Quem Fizer Ganha
Diretor
Taika Waititi
Elenco
Michael Fassbender, Oscar Kightley, Kaimana
Roteirista
Taika Waititi
Estúdio
Searchlight Pictures
Duração
104 minutos
Data de lançamento
14 de dezembro de 2023
Filmes sobre esporte geralmente são acompanhados de uma história de superação. Ganham pontos se são sobre um time azarão que recebe um personagem marrento e obcecado pela vitória, mas que desdenha as pessoas e mais pontos ainda se é baseado em eventos reais. O novo filme do Taika Waititi, “Quem Fizer Ganha”, tem tudo isso. Como bônus, ainda conta com um elenco cheio de carisma, um enredo com coração e humor leve. Pode não ser a história mais rica ou bem elaborada do mundo, mas às vezes só que a gente precisa é de um filme que aqueça um pouco o coração, e isso “Quem Fizer Ganha” faz.

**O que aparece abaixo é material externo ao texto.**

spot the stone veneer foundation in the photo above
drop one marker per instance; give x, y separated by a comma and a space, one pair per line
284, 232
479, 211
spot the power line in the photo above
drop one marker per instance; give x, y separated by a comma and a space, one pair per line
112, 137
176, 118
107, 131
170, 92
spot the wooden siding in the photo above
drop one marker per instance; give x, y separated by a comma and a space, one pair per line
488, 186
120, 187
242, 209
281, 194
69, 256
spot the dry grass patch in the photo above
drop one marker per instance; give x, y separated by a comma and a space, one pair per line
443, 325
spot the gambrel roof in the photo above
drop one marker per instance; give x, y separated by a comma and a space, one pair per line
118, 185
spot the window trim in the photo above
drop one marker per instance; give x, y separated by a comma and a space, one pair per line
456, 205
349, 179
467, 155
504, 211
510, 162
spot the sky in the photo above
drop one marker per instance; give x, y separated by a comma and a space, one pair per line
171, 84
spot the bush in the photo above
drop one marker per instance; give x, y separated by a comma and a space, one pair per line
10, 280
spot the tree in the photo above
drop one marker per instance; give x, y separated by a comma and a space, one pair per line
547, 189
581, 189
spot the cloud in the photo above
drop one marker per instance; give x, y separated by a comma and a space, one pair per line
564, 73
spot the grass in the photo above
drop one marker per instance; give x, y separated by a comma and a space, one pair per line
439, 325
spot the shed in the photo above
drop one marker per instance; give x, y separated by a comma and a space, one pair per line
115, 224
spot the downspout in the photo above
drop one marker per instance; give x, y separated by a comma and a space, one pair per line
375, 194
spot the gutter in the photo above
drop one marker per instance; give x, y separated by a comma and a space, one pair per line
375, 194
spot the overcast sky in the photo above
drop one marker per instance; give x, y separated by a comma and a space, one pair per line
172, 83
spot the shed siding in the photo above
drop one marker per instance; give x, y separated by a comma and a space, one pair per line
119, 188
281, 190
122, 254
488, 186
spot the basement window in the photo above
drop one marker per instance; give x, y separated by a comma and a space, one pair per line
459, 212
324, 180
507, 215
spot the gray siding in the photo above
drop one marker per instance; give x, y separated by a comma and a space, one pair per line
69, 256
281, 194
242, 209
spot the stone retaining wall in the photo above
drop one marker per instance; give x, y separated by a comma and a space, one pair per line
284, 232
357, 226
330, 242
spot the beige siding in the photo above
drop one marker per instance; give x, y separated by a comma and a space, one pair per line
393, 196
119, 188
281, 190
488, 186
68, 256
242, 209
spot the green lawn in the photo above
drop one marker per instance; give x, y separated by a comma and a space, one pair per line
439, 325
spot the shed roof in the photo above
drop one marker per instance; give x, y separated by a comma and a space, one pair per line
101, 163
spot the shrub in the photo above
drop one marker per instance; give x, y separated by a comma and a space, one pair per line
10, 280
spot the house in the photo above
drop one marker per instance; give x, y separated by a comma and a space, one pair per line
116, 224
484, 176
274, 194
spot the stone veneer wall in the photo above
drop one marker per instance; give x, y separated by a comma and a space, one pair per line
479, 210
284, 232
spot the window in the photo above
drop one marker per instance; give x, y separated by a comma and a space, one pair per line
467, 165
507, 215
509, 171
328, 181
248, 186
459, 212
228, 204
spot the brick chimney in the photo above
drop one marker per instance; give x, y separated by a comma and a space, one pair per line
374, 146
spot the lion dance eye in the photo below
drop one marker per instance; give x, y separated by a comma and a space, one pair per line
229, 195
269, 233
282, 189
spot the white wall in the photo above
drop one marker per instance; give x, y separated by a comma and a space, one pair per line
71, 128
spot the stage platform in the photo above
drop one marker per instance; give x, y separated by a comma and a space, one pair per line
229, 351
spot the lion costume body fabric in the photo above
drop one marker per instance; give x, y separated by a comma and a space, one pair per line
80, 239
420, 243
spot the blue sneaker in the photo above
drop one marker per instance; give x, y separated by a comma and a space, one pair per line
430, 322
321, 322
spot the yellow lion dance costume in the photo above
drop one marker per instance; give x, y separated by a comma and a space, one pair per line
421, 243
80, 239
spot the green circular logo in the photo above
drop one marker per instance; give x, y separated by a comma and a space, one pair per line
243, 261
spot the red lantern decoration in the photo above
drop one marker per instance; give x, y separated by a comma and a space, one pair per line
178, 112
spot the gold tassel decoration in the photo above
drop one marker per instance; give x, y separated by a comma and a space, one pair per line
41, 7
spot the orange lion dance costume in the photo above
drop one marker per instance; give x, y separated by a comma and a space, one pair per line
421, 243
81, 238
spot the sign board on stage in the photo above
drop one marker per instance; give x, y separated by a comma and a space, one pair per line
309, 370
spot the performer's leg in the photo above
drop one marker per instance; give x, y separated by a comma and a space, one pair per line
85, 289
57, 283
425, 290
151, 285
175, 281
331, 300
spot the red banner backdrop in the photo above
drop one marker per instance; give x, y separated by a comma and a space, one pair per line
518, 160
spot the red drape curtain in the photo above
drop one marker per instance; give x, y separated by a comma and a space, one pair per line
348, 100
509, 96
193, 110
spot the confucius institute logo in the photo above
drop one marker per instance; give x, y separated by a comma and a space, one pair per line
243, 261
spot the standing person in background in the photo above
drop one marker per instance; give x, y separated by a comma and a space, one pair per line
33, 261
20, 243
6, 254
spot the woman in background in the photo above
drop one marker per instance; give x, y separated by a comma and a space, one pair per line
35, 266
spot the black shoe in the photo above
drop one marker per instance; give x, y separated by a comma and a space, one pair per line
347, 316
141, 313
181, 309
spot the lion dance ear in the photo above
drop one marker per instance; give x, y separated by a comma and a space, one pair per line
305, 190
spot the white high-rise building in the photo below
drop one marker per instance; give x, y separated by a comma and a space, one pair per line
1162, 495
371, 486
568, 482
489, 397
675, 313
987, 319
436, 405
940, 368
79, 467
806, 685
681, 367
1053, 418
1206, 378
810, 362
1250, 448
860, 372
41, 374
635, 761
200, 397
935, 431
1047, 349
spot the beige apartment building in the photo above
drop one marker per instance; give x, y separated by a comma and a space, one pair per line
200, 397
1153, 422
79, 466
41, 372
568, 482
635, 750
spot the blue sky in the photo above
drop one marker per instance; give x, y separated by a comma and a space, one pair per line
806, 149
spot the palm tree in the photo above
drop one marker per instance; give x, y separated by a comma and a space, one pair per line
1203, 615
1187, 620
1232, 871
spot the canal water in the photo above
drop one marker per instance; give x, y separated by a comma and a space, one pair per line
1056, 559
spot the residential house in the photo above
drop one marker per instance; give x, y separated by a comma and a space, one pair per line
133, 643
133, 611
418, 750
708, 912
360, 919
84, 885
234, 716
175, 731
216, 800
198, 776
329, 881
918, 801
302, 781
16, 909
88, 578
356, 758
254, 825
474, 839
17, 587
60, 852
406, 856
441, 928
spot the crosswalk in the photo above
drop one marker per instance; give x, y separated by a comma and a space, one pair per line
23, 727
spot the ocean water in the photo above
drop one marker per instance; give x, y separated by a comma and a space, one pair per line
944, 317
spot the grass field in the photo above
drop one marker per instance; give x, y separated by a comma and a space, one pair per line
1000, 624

Há quase uma década, foi lançado o documentário “O Próximo Gol Leva” (mesmo título do filme em inglês), sobre a Seleção da Samoa Americana de Futebol e sua campanha para as eliminatórias da Copa do Mundo de 2014. O que faz dessa seleção um material interessante o suficiente para um documentário e um filme de ficção é o fato de que ela foi considerada a pior do mundo e com um tanto de razão: desde 1994, eles só tinham jogado 30 partidas – e perdidos todas – dentre elas, um placar de 31 a 0 para a Austrália. Foi nesse cenário que Thomas Rongen aparece, um técnico de futebol que não conseguiu classificar a seleção estadunidense sub-20 para a Copa e recebe a proposta de treinar a seleção da Samoa Americana.
No filme, a história começa com o background de Thomas Rongen (interpretado por Michael Fassbender), um homem que não está no melhor momento de sua vida, seja profissional ou pessoal. Sua mulher o deixou, ele tem episódios de raiva que o levaram a perder o emprego e está desgostoso com a vida por conta de um trauma recente, o que só piora quando ele descobre que terá que ir para Samoa Americana pra treinar o pior time de futebol do mundo para tentar uma vaga na Copa do Mundo – e que só terá algumas semanas para isso. Com as licenças poéticas de Waititi para transformar essa numa história fictícia além do documental, Rongen é um homem mal-humorado, desrespeitoso e que coloca a vitória acima de tudo e de todos, mas quando chega à Samoa, logo percebe que terá muito trabalho para manter essa pose, porque ele é recebido pelo que parece ser a comunidade mais simpática e “de bem com a vida” que você pode imaginar.
O povo da Samoa Americana se importa com o time e com o esporte, mas vencer não está na sua lista de prioridades. O futebol como meio de ganhar a vida está longe da realidade dessas pessoas, os jogadores têm empregos nas mais diversas áreas, param para um minuto de reflexão todo dia quando toca o sino e tem muitos outros interesses além do esporte. Para Rongen, esse é seu pior pesadelo, ele vem de uma cultura em que esporte é sinônimo de dor, suor e lágrimas e que tudo vale para alcançar o objetivo final. Esse choque de culturas é o que movimenta a trama, junto com o charme dos personagens samoanos (e do elenco, todos samoanos também) e até mesmo de Rongen que, aos poucos, vai abrindo espaço para novas (e mais saudáveis) ideias.
Em termos de direção, Waititi está em território conhecido. Há quem critique o diretor justamente por isso, mas ele costuma ter seu melhor desempenho quando seu foco está em histórias impulsionadas pela emoção, mas com um otimismo inerente. Em “Quem Fizer Ganha”, ele tem bandeira branca para usar e abusar do divertido sem se preocupar com grandes conflitos e o resultado é justamente o que se espera de uma história com esse tipo de premissa. Um ponto especialmente interessante da história original é a figura de Jaiyah, a primeira pessoa trans a participar de um jogo oficial e que representa uma particularidade da cultura samoana: as pessoas Fa’afafine, considerada por eles como um terceiro gênero referente a pessoas que nasceram biologicamente no sexo masculino, mas que se identificam e foram criadas dentro das convenções do sexo feminino, algo que por eles é visto com absoluta naturalidade. No filme, Jaiyah (Kaimana) é, inicialmente, um ponto de conflito entre Rongen e o time, mas logo ela passa a ter um papel crucial na vida do treinador e a relação platônica entre os dois é um dos pontos altos da narrativa.
A trajetória e a transformação de Rongen durante o filme não é exatamente uma novidade, mas isso não a deixa menos comovente. De qualquer forma, o filme mais brilha quando deixa Rongen como segundo plano e foca na alma e costumes da Samoa Americana, nos mostrando como um gol ou uma vitória podem ser relativos.